Russia’s leaders are “straightforward people who have their own moral principles, their own convictions, and that is not bad,” he said.

“There may be need for more political will that is clear-minded and based on principle. There may be need for more sincerity in talking to people,” the priest said. “But I can’t accept any of those allegations that the country is headed by some monsters.”

He knows many senior officials personally and they “are not the worst of people,” Father Vsevolod said.

On the other hand, “in actual fact, among the Internet community, in business, among the ideological and political fluff that exists in Moscow there are a lot more people with moral vices than among officials,” he said.

He also took up the state-church relations issue, arguing that it is wrong to bar the Church from secular government affairs.

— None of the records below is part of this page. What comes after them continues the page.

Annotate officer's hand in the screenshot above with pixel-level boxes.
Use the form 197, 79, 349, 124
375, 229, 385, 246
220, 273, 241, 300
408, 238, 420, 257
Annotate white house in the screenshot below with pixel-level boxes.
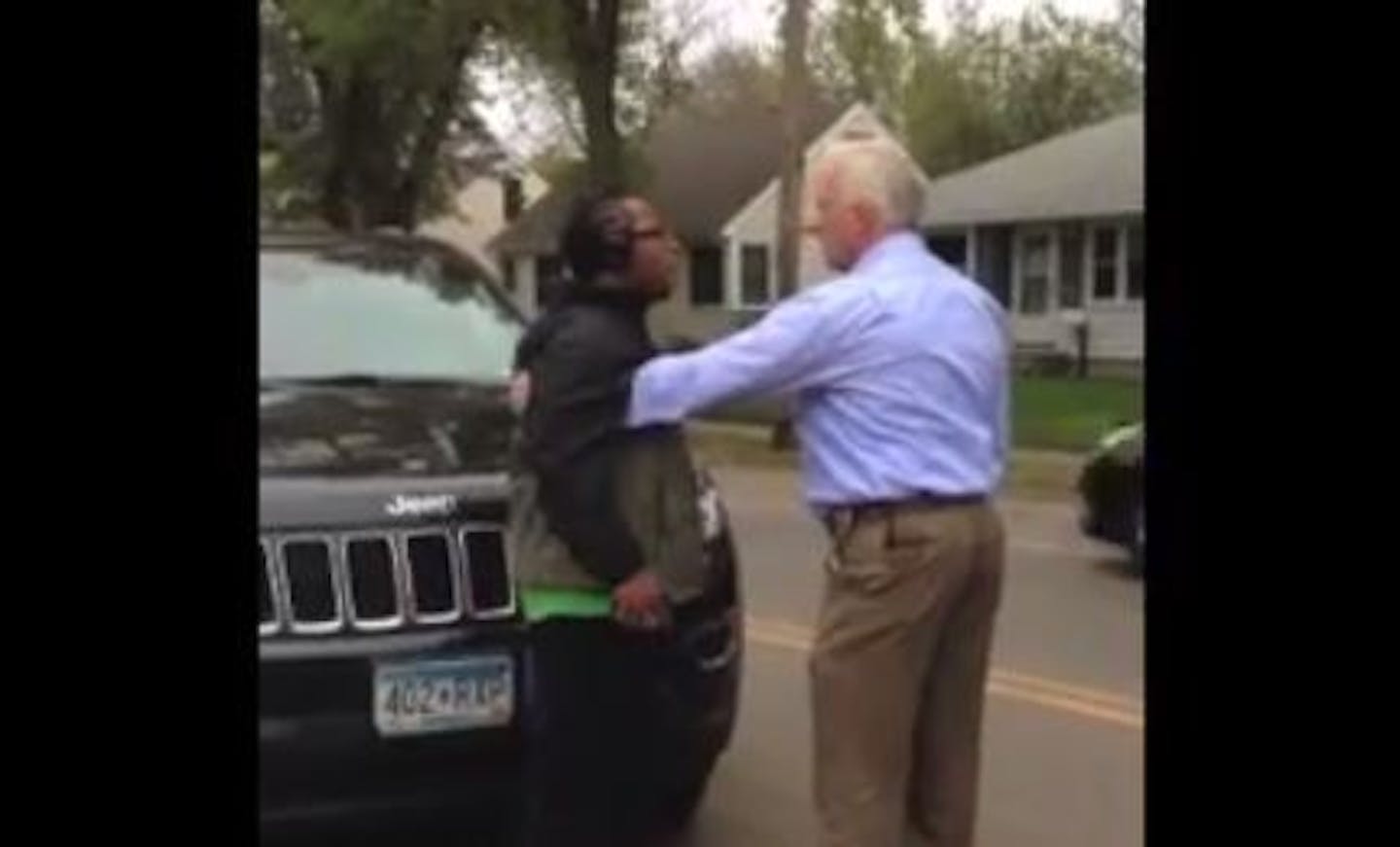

“From the point of view of Russian civilization, we naturally, organically see relations between Church and state as symphony, harmony, consonance. Of course, there always are some debates between church and state. How much, in the 1990s, and indeed afterward as well, we criticized the economic and social policies of the government, the gap between rich and poor, the thin stratum of people who practiced overconsumption and were brazenly saying to the people, there’s no need for you here!'” he said.

The Russian Orthodox Church “doesn’t want to be part of the opposition because it doesn’t want to be in power whereas any opposition wants to be in power,” and it is “natural” for the Church to be together with the government in doing good work,” the priest said.

It was a “fatal mistake” on the part of the West that it tried to separate secular government from religious communities, he said.

“When first the religious community of the Catholic Church tried to subject the secular government and then the secular state took historical revenge and ousted the Christian Church from public affairs, all that was an unnatural process – both the former and the latter,” Fr. Vsevolod said.

He cited Byzantium as an allegedly ideal model of a church-state relationship.

State and Church were always together in Byzantium, he said.

“That doesn’t mean that they always had an ideal relationship. They were quarrelling and competing sometimes. But the ideal model was evolved – in good works Church and state must be together. The idea of an allegedly inevitable conflict between Church and state is a false idea, which the entire practice of the majority of civilizations that exist on our Earth proves to be wrong,” he said.

The Russians should “adhere to this position and not try to yield to the information pressure that Western countries are putting on Russia” in this issue, the priest said.